E-CRF: EMBEDDED CONDITIONAL RANDOM FIELD FOR BOUNDARY-CAUSED CLASS WEIGHTS CONFUSION IN SEMANTIC SEGMENTATION

Abstract

Modern semantic segmentation methods devote much effect to adjusting image feature representations to improve the segmentation performance in various ways, such as architecture design, attention mechnism, etc. However, almost all those methods neglect the particularity of class weights (in the classification layer) in segmentation models. In this paper, we notice that the class weights of categories that tend to share many adjacent boundary pixels lack discrimination, thereby limiting the performance. We call this issue Boundary-caused Class Weights Confusion (BCWC). We try to focus on this problem and propose a novel method named Embedded Conditional Random Field (E-CRF) to alleviate it. E-CRF innovatively fuses the CRF into the CNN network as an organic whole for more effective end-to-end optimization.

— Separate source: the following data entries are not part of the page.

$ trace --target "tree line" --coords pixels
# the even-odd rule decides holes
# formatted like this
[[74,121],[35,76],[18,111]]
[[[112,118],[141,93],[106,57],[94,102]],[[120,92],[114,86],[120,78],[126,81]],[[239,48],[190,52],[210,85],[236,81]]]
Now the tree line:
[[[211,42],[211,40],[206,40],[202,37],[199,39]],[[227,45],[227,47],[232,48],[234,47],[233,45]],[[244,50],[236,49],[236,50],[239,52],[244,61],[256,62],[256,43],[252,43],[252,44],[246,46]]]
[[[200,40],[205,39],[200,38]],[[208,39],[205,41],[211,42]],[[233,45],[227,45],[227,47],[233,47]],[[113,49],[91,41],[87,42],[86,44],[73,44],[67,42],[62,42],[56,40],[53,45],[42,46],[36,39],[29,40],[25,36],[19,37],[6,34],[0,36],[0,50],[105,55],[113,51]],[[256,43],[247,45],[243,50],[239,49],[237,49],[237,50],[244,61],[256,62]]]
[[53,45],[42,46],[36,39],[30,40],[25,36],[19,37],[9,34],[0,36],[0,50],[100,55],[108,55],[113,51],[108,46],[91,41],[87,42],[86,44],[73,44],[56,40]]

The reasons are two folds. It utilizes CRF to guide the message passing between pixels in high-level features to purify the feature representation of boundary pixels, with the help of inner pixels belonging to the same object. More importantly, it enables optimizing class weights from both scale and direction during backpropagation. We make detailed theoretical analysis to prove it. Besides, superpixel is integrated into E-CRF and served as an auxiliary to exploit the local object prior for more reliable message passing. Finally, our proposed method yields impressive results on ADE20K, Cityscapes, and Pascal Context datasets.

1. INTRODUCTION

Semantic segmentation plays an important role in practical applications such as autonomous driving, image editing, etc. Nowadays, numerous CNN-based methods (Chen et al., 2014; Fu et al., 2019; Ding et al., 2019) have been proposed. They attempt to adjust the image feature representation of the model itself to recognize each pixel correctly. However, almost all those methods neglect the particularity of class weights (in the classification layer) that play an important role in distinguishing pixel categories in segmentation models. Hence, it is critical to keep class weights discriminative. Unfortunately, CNN models have the natural defect for this. Generally speaking, most discriminative higher layers in the CNN network always have the larger receptive field, thus pixels around the boundary may obtain confusing features from both sides. As a result, these ambiguous boundary pixels will mislead the optimization direction of the model and make the class weights of such categories that tend to share adjacent pixels indistinguishable. For the convenience of illustration, we call this issue as Boundary-caused Class Weights Confusion (BCWC). We take DeeplabV3+ (Chen et al., 2018a) as an example to train on ADE20K (Zhou et al., 2017) dataset. Then, we count the number of adjacent pixels for each class pair and find a corresponding category that has the most adjacent pixels for each class. Fig 1(a) shows the similarity of the class weight between these pairs in descending order according to the number of adjacent pixels. It is clear that if two categories share more adjacent pixels, their class weights tend to be more similar, which actually indicates that BCWC makes class representations lack discrimination and damages the overall segmentation performance.